The text is organized into ten books (along with a prologue at the outset). Each section is based on a historical or philosophical school of thought (interestingly enough in Book I he groups his biographies of Thales and Solon together). Recent scholarship seems to suggest the book may not have been finished by the time of Diogenes’s death hence why it seems somewhat fragmented, almost like someone’s collection of notes. It has been more or less impossible to exactly date the text however the likely story is somewhere in the first half of the third century AD. In addition to the Lives, Diogenes was the author of a work in verse on famous men, in various meters, which he called “Epigrammata” or “Pammetros.” Otherwise we know very little about the man: Diogenes Laertius.

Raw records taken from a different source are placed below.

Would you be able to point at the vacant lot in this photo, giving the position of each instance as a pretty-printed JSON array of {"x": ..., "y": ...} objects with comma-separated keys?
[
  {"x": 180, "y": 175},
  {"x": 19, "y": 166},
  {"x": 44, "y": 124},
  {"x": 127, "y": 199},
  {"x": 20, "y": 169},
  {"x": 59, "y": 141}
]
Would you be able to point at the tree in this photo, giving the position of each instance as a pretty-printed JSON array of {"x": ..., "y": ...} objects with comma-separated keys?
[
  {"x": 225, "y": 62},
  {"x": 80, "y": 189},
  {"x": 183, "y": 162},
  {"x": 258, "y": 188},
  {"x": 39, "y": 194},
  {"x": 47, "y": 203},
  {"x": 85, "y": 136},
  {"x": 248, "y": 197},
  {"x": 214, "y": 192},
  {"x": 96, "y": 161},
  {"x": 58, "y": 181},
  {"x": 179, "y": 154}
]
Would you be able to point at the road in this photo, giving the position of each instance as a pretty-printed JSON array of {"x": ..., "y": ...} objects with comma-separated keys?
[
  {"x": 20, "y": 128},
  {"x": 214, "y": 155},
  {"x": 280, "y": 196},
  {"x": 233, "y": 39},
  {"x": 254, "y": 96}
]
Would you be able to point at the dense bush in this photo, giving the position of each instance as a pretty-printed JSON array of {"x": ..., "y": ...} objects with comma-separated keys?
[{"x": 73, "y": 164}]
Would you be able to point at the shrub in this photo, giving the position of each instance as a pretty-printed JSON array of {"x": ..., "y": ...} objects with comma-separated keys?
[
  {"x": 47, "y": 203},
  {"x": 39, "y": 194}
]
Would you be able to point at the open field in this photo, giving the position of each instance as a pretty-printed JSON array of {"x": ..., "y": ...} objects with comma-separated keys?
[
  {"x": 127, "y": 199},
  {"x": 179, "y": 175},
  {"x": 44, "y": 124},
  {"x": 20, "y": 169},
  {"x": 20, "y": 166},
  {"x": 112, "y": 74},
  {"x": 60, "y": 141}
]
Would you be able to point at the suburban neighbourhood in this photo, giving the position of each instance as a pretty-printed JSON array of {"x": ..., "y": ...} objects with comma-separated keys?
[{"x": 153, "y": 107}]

In the text, he sometimes uses possessive phrases like “our school…” when referring to the pyrrhonists thus many have concluded that he was likely a pyrrhronian skeptic. He addresses sections of the book to a certain female Platonic patron. His name may be a Roman nickname “Laertius” (perhaps an allusion to the Homeric epithet for Odysseus, thoughh the ancient inscription of his name read: “Laertius Diogenes”). His voice appears in certain notable spots in the text such as to defend the idea of philosophy’s nascence with the Greeks, as well as a defense of the Pyrrhonists (Sextus Empiricus) and the Epicureans (Epicurus). It is beautiful to imagine Diogenes Laertius, a feverish scholar, pouring through records held at the Library of Alexandria, documenting quotations and stories regardless of how odd or salacious their substance.

Some of the earliest references to Diogenes come from Sopater of Apamea (a fourth century scholar) and Stephanus of Byzantium (sixth century). The text only became known to the West much later through a Latin translation of the original Greek by a Christian monk named Ambrogio Traversaari (1386-1439). Henricus Aristippus, the archdeacon of Catania, produced a Latin translation of Diogenes Laertius’s book in southern Italy in the late 1150s, which has since been lost or destroyed. Diogenes’s “rediscovery” mainly took place during the Renaissance.

Some common traits found among the philosophers found in the Lives include: a particular interest in questions regarding the order of the world and the best way to live, absentmindedness, an indifference to hygiene, cryptic or esoteric speaking, and being a stranger to conventional or customary beliefs. The Lives has come down to us via a long, two-thousand year tradition of copying and recopying texts. During the process errors and omissions have been found but the Lives remains an extraordinary document not least because it stands as the sole source for many of Epicurus’s surviving letters.

For this reading I used the ‘Compact Edition’ of the Lives of the Eminent Philosophers by Diogenes Laertes translated by Pamela Mensch and edited by James Miller.

In the preface to the Compact Edition the editors note: “Our common goal has been to make Lives as accessible as possible to English-speaking readers -and at the same time to convey some of the essential strangeness of what philosophy once was, in hopes that readers may wonder anew at what philosophy might yet become” (xiii).